An example of the kind of documentation now possible is the Biological Psychology Department of the Vrijie Universiteit Amsterdam. The department has been maintaining a database of twins and their families, routinely collecting blood and urine samples over time and preserving the DNA in a biobank. Using both the kinship method and the ability to test hypotheses against biological samples from monozygotic and dizygotic twins, the scientists can track the genetic markers for phenotypes with far greater sophistication (Boomsma et al., 2006, p. 853).
Such studies, using registries all over the world, have illuminated the complex interactions of genetic and environmental factors in behavioral patterns, such as schizophrenia (Li, Sundquist, Hemminki, & Sundquist, 2009; Torrey, 1994), attention deficit disorder (Bennett et al., 2006), anxiety and depression (Hicks, DiRago, Iacono, & McGue, 2009; Wray et al., 2009), aggression (Brendgen et al., 2008), perfectionism and eating disorders (Tozzi et al., 2004) as well as drug use and alcoholism (Slutske et al., 2008; Whitfield et al., 2004).

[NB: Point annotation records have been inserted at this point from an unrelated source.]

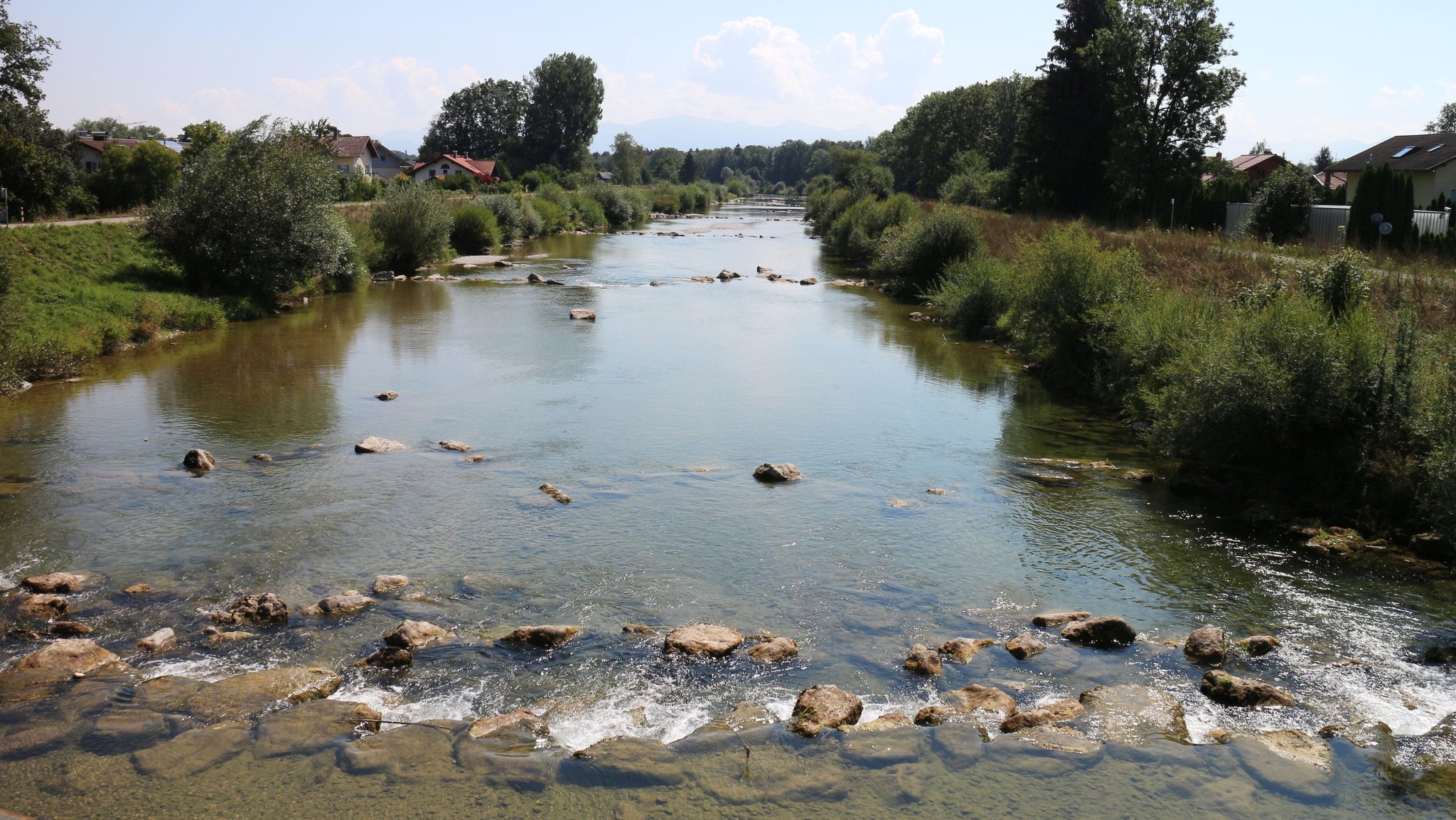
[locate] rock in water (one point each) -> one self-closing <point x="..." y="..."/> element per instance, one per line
<point x="265" y="608"/>
<point x="774" y="474"/>
<point x="1222" y="688"/>
<point x="1051" y="713"/>
<point x="775" y="650"/>
<point x="159" y="641"/>
<point x="825" y="707"/>
<point x="1207" y="646"/>
<point x="961" y="650"/>
<point x="543" y="637"/>
<point x="1024" y="646"/>
<point x="200" y="461"/>
<point x="702" y="640"/>
<point x="385" y="585"/>
<point x="1107" y="631"/>
<point x="924" y="660"/>
<point x="1059" y="618"/>
<point x="376" y="444"/>
<point x="68" y="654"/>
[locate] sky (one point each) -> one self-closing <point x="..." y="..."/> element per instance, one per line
<point x="1336" y="73"/>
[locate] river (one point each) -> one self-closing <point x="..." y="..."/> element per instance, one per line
<point x="653" y="418"/>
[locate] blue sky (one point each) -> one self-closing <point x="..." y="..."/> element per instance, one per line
<point x="1321" y="72"/>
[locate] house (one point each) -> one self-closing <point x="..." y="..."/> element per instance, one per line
<point x="1428" y="158"/>
<point x="451" y="165"/>
<point x="1257" y="168"/>
<point x="97" y="143"/>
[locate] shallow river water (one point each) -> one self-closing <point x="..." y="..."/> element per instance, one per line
<point x="653" y="418"/>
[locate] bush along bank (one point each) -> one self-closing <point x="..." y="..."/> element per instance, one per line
<point x="1292" y="395"/>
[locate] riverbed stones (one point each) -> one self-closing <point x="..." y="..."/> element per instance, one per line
<point x="547" y="637"/>
<point x="1207" y="646"/>
<point x="193" y="752"/>
<point x="704" y="640"/>
<point x="312" y="725"/>
<point x="982" y="698"/>
<point x="1136" y="715"/>
<point x="1059" y="618"/>
<point x="1103" y="632"/>
<point x="1024" y="646"/>
<point x="551" y="490"/>
<point x="159" y="641"/>
<point x="376" y="444"/>
<point x="961" y="650"/>
<point x="414" y="634"/>
<point x="43" y="608"/>
<point x="924" y="660"/>
<point x="775" y="650"/>
<point x="264" y="608"/>
<point x="385" y="585"/>
<point x="825" y="705"/>
<point x="200" y="461"/>
<point x="1224" y="688"/>
<point x="1258" y="646"/>
<point x="1051" y="713"/>
<point x="248" y="693"/>
<point x="344" y="603"/>
<point x="776" y="474"/>
<point x="68" y="654"/>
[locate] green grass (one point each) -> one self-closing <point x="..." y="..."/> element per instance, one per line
<point x="87" y="290"/>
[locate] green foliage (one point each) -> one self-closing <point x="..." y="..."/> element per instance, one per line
<point x="254" y="216"/>
<point x="1280" y="210"/>
<point x="414" y="225"/>
<point x="915" y="254"/>
<point x="473" y="229"/>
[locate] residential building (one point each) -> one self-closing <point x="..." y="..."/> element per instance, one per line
<point x="1428" y="158"/>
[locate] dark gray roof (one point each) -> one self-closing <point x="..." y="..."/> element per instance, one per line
<point x="1428" y="152"/>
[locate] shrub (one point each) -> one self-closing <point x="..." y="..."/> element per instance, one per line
<point x="254" y="215"/>
<point x="473" y="229"/>
<point x="414" y="226"/>
<point x="915" y="254"/>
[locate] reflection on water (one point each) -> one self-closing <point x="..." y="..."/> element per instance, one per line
<point x="651" y="418"/>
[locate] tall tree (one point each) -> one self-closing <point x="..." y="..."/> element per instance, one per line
<point x="1445" y="122"/>
<point x="482" y="122"/>
<point x="1068" y="140"/>
<point x="1162" y="62"/>
<point x="564" y="111"/>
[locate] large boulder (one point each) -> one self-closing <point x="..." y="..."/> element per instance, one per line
<point x="924" y="660"/>
<point x="414" y="634"/>
<point x="961" y="650"/>
<point x="265" y="608"/>
<point x="543" y="637"/>
<point x="1136" y="715"/>
<point x="825" y="707"/>
<point x="775" y="650"/>
<point x="1222" y="688"/>
<point x="68" y="654"/>
<point x="1107" y="631"/>
<point x="250" y="693"/>
<point x="774" y="474"/>
<point x="1051" y="713"/>
<point x="702" y="640"/>
<point x="1207" y="646"/>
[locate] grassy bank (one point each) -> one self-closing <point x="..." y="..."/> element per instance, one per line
<point x="1318" y="386"/>
<point x="79" y="292"/>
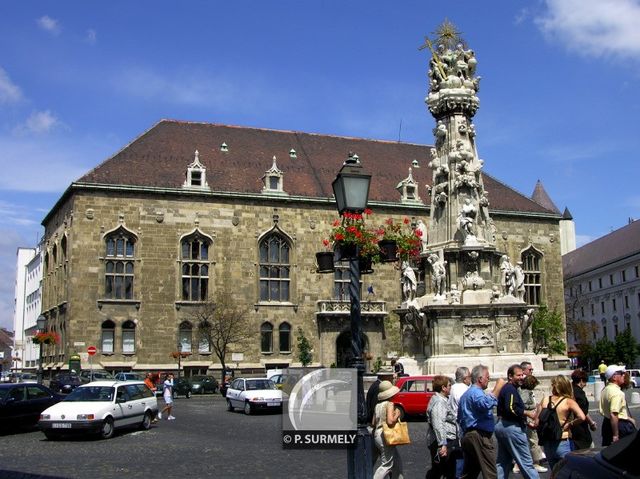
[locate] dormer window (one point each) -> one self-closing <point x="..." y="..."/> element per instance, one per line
<point x="273" y="180"/>
<point x="196" y="174"/>
<point x="408" y="189"/>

A cursory review of the medical literature proves the value of twin studies in determining heritability in a range of conditions including asthma (Thomsen, Ferreira, Kyvik, Fenger, & Backer, 2009), heart disease (Wienke, Holm, Skytthe, & Yashin, 2001; Zdravkovic et al., 2002), fertility (Kohler et al., 2006), osteoporosis (Tse, Macias, Meyer, & Hargens, 2009), obesity (Mustelin, Silventoinen, Pietilaenen, Rissanen, & Kaprio, 2009; Peeters et al., 2007), and immune function (de Craen et al., 2005). Infectious diseases are transmitted by germs in the environment, but susceptibility and the ability to heal also have genetic components (Jepson, 1998, p. 79). Longitudinal studies offer insight into physical and psychological development from infancy onward. As twin registries track the lives of their increasingly older subjects, we can identify and better understand the many factors that affect the health and happiness of the aged (Harvald et al., 2004, pp. 318–335).
In Plato’s Symposium, several dinner guests are discussing love and its origins. When it is Aristophanes’s turn to speak, he tells the story of how we were all originally made up of two heads, four legs, and four arms, each half facing outward. These were beings who created such havoc just trying to move around that Zeus lost his patience and cut them in half. This is why and how we love; each half-being is searching for his or her other, explained Aristophanes. Though Socrates naturally disabused him, Aristophanes’s image may explain our fascination with duality, the “glamour” (as Alessandra Piontelli, 2002, described it) that twins so often carry with them as they move through their lives.
The whole of twins research and the twin studies method is centered on these mysteries of similarity and difference and by what magical combination of chance, genetic wiring, and nurturance they occur. By comparing these variations in large populations of twins, we can speculate and then prove whether a particular characteristic is genetic in origin. The twin studies method has untangled the biology and behavior of mental illnesses, such as schizophrenia, as well as pointed to the genes that may contribute to alcoholism, heart disease, or infectious diseases. As new technologies in fertility, cloning, and stem cell research develop, and as siblings become harvestable for their cells and organs, the ethical conundrums identified in twins research may prompt the right kinds of questions about the experience of others in this new phase of science.